Seongrok Seo

Diamine Surface Passivation and Postannealing Enhance the Performance of Silicon-Perovskite Tandem Solar Cells.

ACS applied materials & interfaces American Chemical Society (ACS) (2025)

Authors:

Margherita Taddei, Hannah Contreras, Hai-Nam Doan, Declan P McCarthy, Seongrok Seo, Robert JE Westbrook, Daniel J Graham, Kunal Datta, Perrine Carroy, Delfina Muñoz, Juan-Pablo Correa-Baena, Stephen Barlow, Seth R Marder, Joel A Smith, Henry J Snaith, David S Ginger

Abstract:

We show that the use of 1,3-diaminopropane (DAP) as a chemical modifier at the perovskite/electron-transport layer (ETL) interface enhances the power conversion efficiency (PCE) of 1.7 eV band gap mixed-halide perovskite containing formamidinium and Cs single-junction cells, primarily by increasing the open-circuit voltage (<i>V</i>_OC) from 1.06 to 1.15 V. We find that adding a postprocessing annealing step after C60 evaporation further improves device performance. Specifically, the fill factor (FF) increases by 20% in the DAP + postannealing devices compared to the control. Using hyperspectral photoluminescence microscopy, we demonstrate that annealing helps improve compositional homogeneity at the electron-transport layer (ETL) and hole-transport layer (HTL) interfaces of the solar cell, which prevents detrimental band gap pinning in the devices and improves C₆₀ adhesion. Using time-of-flight secondary ion mass spectrometry, we show that DAP reacts with formamidinium (FA⁺) present at the surface of the perovskite structure to form a larger molecular cation, 1,4,5,6-tetrahydropyrimidinium (THP⁺), which remains at the interface. Combining the use of DAP and annealing the C₆₀ interface, we fabricate Si-perovskite tandems with a PCE of 25.29%, compared to 23.26% for control devices. Our study underscores the critical role of the chemical reactivity of diamines at the surface and the thermal postprocessing of the C₆₀/Lewis-base passivator interface in minimizing device losses and enhancing solar-cell performance of wide-band-gap mixed-cation mixed-halide perovskites for tandem applications.
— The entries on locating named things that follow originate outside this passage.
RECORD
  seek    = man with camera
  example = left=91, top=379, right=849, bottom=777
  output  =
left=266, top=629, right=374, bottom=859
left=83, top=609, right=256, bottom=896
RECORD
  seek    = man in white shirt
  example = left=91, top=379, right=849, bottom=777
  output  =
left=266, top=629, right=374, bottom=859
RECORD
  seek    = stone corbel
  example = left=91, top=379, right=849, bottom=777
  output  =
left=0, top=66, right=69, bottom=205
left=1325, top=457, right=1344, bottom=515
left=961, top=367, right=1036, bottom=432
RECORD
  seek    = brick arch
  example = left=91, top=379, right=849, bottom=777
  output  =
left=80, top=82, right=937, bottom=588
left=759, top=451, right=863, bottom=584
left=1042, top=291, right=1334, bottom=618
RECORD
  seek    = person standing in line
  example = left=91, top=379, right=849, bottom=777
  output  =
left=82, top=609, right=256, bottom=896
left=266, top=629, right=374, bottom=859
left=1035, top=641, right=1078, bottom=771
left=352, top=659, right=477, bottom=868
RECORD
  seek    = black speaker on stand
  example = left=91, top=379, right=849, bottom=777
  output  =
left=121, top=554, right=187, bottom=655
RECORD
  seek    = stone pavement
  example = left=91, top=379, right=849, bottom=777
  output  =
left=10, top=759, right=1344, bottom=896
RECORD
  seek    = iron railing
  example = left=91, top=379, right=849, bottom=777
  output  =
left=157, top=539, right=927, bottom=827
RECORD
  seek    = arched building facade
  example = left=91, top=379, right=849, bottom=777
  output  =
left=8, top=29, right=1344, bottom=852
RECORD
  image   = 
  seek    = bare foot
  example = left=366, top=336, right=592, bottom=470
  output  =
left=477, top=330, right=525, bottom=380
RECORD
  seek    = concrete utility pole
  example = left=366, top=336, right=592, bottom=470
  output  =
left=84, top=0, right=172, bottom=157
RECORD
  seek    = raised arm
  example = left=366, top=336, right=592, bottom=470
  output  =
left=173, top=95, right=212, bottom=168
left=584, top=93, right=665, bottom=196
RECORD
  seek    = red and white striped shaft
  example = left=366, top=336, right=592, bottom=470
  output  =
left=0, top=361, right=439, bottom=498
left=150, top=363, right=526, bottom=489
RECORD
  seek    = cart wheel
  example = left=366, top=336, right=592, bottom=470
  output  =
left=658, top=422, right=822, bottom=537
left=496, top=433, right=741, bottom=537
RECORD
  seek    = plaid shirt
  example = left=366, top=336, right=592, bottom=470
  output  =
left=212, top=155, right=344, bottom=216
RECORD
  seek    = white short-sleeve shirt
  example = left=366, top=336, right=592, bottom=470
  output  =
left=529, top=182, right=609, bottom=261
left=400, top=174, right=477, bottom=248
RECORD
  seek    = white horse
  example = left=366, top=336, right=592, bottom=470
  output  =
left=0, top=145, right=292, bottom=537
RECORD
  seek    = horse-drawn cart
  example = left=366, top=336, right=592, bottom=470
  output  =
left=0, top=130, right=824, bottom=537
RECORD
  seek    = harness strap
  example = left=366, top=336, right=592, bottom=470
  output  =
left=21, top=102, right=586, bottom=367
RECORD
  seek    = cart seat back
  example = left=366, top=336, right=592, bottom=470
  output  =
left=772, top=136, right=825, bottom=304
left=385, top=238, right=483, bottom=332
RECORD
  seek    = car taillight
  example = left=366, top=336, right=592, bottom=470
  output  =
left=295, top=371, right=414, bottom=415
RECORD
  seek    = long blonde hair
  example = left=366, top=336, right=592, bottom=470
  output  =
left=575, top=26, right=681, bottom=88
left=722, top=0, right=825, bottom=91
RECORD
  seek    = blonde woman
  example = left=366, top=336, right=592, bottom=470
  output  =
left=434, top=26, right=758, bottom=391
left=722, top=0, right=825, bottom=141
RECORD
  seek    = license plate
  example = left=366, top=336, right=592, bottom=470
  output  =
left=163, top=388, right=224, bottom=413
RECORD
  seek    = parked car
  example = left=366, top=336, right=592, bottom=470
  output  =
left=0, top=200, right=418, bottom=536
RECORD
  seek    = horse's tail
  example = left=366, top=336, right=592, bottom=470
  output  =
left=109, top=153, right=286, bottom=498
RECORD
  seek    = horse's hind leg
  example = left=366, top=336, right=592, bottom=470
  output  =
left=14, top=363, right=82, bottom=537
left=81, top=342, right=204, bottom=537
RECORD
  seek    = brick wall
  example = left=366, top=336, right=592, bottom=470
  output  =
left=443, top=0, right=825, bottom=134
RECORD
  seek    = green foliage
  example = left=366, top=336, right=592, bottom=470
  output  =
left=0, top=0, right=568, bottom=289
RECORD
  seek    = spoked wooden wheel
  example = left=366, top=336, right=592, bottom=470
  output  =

Charge Extraction Multilayers Enable Positive-Intrinsic-Negative Perovskite Solar Cells with Carbon Electrodes.

ACS energy letters 10:6 (2025) 2736-2742

Authors:

Tino Lukas, Seongrok Seo, Philippe Holzhey, Katherine Stewart, Charlie Henderson, Lukas Wagner, David Beynon, Trystan M Watson, Ji-Seon Kim, Markus Kohlstädt, Henry J Snaith

Abstract:

Perovskite solar cells achieve high power conversion efficiencies but usually rely on vacuum-deposited metallic contacts, leading to high material costs for noble metals and stability issues for more reactive metals. Carbon-based materials offer a cost-effective and potentially more stable alternative. The vast majority of carbon-electrode PSCs use the negative-intrinsic-positive (n-i-p) or "hole-transport-layer-free" architectures. Here, we present a systematic study to assess the compatibility of "inverted", p-i-n configuration PSC contact layers with carbon top electrodes. We identify incompatibilities between common electron transport layers and the carbon electrode deposition process and previously unobserved semiconducting properties in carbon electrodes with unique implications for charge extraction and electronic behavior. To overcome these issues, we introduce a double-layer atomic layer deposited tin oxide (SnO₂) and Poly-(2,3-dihydrothieno-1,4-dioxin)-poly-(styrenesulfonate) (PEDOT:PSS), yielding up to 16.1% PCE and a retained 94% performance after 500 h of outdoor aging. The study is a crucial step forward for printable, metal-electrode-free, and evaporation-free perovskite PV technologies.